Tuesday, May 4, 2010

Go and Sin No More

John 8:11 – Jesus tells the adulterous woman the above words. Do you know that this is not always that easy? That darn sin, you are going along just fine, happy and then BAM out of nowhere, an old comfortable sin comes along and says “Hey, I’m still here. Come on! Don’t you remember how much fun we used to have together?”

Sometimes, these thoughts hit me at the strangest times. Usually, I am able to brush them off by capturing my thoughts, but there are those times that I feel as if I need to chain myself down somewhere to keep myself safe. It is during these times that I often find myself crying.

I cry because I am so mad at that sin for coming at me when I am fine. I cry because I recall what that sin cost me in the first place. I cry because I thought I was free of that sin. I cry because I beg the Lord for strength to overcome that temptation to fall back into that sin. I cry because it is better to do that than to go and commit the sin itself.

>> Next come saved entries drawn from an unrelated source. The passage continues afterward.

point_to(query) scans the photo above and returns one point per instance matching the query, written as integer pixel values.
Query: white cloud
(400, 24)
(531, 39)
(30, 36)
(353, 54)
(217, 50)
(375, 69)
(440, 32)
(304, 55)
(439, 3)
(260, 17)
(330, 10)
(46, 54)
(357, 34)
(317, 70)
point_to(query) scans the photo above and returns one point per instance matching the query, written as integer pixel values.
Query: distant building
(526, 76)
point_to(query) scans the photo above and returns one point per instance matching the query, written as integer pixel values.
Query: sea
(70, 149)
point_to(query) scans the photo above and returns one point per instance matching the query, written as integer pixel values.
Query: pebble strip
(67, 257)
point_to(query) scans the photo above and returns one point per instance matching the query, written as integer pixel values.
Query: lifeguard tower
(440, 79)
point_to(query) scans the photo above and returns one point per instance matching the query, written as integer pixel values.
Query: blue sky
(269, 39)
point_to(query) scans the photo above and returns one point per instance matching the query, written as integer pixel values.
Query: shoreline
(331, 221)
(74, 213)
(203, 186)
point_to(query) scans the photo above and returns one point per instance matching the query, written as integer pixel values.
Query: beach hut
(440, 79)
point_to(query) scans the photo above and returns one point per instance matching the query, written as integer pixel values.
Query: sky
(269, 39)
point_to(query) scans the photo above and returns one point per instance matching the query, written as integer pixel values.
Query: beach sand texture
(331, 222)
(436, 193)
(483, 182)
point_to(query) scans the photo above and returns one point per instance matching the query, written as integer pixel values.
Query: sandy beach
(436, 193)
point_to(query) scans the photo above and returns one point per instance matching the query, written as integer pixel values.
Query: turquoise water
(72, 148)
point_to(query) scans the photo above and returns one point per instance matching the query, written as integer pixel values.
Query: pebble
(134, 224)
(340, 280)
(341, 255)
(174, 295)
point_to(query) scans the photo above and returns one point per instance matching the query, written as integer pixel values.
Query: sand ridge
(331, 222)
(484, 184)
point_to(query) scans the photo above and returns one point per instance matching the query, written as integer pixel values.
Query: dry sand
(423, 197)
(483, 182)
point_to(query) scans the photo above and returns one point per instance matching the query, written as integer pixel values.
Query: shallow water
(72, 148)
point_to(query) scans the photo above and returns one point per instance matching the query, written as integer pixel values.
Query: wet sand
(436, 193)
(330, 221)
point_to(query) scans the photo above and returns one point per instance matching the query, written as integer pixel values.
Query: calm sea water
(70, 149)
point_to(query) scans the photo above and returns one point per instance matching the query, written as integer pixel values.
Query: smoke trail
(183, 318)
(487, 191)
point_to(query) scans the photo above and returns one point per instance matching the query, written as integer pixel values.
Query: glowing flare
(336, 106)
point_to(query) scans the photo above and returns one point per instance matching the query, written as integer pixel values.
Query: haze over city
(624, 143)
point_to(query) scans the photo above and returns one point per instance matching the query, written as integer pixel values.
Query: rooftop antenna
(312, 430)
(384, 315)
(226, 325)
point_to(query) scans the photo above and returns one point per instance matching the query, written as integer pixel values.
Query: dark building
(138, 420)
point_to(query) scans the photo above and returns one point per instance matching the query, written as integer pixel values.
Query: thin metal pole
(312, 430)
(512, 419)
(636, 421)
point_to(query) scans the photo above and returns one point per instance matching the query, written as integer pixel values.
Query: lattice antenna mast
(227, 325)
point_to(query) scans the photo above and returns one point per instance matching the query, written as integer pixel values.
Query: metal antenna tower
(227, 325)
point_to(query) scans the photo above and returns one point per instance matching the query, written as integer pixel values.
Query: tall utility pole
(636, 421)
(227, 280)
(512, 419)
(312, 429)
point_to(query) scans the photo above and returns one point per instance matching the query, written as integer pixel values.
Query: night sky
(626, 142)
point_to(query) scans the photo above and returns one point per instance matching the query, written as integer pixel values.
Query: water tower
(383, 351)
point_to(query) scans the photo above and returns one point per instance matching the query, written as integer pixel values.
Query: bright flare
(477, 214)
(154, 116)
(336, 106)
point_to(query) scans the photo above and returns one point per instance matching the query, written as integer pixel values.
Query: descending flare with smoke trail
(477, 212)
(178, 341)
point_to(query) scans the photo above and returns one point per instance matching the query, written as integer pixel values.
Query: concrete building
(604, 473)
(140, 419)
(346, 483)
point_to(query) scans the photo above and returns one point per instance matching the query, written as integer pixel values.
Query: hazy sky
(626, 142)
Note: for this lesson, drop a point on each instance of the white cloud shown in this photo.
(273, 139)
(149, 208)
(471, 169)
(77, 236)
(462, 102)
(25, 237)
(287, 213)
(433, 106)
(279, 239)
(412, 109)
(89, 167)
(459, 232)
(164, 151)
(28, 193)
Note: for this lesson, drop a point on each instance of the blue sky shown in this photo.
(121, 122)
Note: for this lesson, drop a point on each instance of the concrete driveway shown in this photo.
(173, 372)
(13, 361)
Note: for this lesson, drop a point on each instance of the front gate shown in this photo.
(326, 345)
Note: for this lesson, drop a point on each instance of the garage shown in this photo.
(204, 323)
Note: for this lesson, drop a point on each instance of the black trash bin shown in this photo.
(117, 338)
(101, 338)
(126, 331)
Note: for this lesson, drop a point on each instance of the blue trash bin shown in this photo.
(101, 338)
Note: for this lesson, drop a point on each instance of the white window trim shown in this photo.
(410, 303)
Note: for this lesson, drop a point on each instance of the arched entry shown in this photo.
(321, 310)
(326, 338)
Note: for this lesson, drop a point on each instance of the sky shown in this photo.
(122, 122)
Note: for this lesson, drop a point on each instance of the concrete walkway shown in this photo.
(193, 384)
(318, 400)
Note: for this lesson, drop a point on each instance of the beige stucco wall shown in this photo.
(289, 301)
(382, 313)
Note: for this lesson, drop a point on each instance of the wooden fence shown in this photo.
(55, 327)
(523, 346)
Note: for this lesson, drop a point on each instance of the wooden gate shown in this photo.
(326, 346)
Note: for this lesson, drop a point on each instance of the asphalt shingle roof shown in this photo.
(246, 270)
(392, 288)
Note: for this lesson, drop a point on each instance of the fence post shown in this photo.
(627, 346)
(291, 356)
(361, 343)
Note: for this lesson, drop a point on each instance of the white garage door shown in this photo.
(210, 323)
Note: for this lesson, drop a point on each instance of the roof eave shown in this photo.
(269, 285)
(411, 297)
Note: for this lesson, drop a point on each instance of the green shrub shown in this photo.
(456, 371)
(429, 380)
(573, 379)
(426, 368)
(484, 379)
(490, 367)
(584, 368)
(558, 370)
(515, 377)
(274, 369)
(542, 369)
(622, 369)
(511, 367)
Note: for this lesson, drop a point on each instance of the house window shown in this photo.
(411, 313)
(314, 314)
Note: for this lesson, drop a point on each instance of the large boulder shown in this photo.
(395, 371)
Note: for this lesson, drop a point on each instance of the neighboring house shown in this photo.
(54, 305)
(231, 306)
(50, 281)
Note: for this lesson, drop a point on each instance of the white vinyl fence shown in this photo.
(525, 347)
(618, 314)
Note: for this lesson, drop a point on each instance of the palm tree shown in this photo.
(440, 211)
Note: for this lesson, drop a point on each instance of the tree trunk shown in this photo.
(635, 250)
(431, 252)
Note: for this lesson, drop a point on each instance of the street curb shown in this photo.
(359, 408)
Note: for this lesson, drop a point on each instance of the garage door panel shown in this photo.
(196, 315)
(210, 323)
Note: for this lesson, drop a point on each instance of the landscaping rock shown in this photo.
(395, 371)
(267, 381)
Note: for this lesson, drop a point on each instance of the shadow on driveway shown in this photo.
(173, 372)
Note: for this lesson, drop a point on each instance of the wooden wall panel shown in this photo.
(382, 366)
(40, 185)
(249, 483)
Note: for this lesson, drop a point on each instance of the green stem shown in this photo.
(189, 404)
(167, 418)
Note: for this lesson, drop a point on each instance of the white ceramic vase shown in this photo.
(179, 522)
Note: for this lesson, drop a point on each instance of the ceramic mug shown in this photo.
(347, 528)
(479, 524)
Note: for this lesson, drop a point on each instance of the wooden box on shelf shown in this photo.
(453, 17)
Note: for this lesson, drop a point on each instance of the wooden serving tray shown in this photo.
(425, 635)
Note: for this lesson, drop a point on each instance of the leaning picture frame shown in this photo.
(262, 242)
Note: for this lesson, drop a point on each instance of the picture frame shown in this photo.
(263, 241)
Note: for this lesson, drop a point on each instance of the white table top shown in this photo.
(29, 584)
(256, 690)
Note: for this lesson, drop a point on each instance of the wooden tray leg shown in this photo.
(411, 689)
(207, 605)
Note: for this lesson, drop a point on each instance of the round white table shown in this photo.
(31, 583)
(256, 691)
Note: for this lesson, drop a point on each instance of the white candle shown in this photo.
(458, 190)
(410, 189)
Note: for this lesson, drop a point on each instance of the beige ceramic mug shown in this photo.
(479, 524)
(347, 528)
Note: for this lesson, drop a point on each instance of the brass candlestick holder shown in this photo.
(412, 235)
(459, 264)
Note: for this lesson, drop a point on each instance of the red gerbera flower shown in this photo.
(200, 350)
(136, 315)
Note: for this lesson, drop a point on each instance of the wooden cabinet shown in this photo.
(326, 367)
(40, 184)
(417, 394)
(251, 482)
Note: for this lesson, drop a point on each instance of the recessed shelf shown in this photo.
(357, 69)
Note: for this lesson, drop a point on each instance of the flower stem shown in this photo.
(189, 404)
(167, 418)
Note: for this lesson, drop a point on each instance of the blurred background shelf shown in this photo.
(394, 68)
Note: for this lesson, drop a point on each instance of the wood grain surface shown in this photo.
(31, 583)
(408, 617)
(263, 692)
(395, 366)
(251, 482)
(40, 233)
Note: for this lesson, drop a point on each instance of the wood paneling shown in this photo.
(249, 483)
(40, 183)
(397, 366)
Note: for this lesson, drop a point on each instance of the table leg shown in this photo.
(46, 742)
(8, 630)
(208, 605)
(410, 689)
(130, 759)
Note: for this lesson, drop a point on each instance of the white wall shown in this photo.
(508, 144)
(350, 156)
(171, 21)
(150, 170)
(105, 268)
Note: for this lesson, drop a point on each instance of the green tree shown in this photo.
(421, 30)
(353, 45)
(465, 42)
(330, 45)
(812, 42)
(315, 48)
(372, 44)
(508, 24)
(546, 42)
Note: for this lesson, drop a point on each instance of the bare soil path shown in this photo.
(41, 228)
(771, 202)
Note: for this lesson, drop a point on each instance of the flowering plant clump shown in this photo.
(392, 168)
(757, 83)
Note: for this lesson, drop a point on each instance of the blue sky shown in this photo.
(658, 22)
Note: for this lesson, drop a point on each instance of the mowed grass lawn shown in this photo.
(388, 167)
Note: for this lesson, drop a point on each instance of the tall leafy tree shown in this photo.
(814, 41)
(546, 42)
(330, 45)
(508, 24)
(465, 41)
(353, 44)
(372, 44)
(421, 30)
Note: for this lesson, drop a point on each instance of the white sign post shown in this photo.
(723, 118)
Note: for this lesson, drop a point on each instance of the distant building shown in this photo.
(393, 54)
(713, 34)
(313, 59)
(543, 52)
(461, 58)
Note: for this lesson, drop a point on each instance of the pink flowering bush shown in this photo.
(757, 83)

I had a familiar sin relapse not all that long ago and was so surprised to see how I hated it. I was happy to see that I don’t think that sin could take me down anymore like it did before, which in the same moment also filled me with fear because that safe feeling is also a danger in would that lead me to dabble freely in my sin? No, that just made me want to stand up and say I will fight that urge even more.

I want to serve the Lord. In all I do and I do not want to go and sin. So today, I ask you to join me in prayer for all of those who have old sins that try to haunt them. That they have the strength to say no, to cry, to do whatever it takes to keep them safe. The strength to go and sin no more. Hallelujah!